Hace poco Marcelo Ebrard, jefe de Gobierno de la “megaloMéxico”, anunció muchos proyectos interesantes, pero no habló de controlar el crecimiento de la mancha urbana. No puede ignorar la gravedad del problema, puesto que trabajaba con Manuel Camacho, regente del DF entre 1988 y 1994, puesto que en su lista de prioridades está el tratamiento de las consecuencias de la bola de nieve: problemas de transporte, vivienda, agua, seguridad. Ha de saber, lo que nadie sabe, cuál es la población de la urbe, no del Distrito Federal suyo, sino de la aglomeración urbana que se expande sobre todo el valle y sobre los estados circunvecinos, hasta llegar dentro de pocos años, nos dicen los profetas de desastres, a Cuernavaca, Puebla, Pachuca y Querétaro. Por eso se maneja indiferentemente de 20 o hasta 30 millones de hormigas humanas en nuestro enorme hormiguero.

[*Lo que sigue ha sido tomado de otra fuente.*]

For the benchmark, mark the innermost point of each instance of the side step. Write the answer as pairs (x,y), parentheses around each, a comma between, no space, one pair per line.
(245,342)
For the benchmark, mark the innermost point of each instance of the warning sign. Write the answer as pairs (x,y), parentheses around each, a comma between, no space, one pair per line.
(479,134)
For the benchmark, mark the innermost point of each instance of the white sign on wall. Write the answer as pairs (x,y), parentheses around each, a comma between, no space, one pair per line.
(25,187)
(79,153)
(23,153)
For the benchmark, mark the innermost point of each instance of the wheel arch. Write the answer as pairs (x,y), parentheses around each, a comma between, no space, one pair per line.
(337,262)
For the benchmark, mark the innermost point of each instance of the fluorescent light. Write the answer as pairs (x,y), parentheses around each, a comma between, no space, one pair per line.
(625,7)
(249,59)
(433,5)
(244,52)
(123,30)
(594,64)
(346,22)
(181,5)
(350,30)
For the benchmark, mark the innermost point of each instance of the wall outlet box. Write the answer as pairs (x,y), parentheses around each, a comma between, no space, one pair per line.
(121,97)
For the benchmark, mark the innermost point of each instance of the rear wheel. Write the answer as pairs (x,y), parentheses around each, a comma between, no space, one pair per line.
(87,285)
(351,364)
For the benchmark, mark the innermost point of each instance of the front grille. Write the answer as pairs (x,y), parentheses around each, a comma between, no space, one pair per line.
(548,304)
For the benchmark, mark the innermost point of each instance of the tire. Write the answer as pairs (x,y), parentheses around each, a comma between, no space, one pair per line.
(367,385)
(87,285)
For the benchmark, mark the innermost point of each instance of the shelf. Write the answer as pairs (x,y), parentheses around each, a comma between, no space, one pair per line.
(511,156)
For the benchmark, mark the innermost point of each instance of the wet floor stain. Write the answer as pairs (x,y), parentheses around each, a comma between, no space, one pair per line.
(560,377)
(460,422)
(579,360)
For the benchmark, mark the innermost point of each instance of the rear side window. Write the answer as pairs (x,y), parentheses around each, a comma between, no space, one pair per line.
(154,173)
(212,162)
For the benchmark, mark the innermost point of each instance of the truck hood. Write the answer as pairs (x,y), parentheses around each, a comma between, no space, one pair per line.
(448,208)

Lo que es cierto es que la ciudad hizo más que sextuplicar en 40 años, que rebasa a Shangai y que podría compararse a Los Ángeles, con sus lujosos oasis y sus autopistas, si no fuese por el ancho cinturón de pobreza que la rodea y por el desinterés absoluto de sus habitantes por la salvación del medio ambiente. Los ricos o los clasemedieros de Los Ángeles jamás hubieran permitido la destrucción, el abandono, la transformación de las barrancas y de los ríos de las Lomas, de Bosques, de Vista Hermosa, etcétera, en zonas construidas y en colectores de aguas negras que corren a cielo abierto.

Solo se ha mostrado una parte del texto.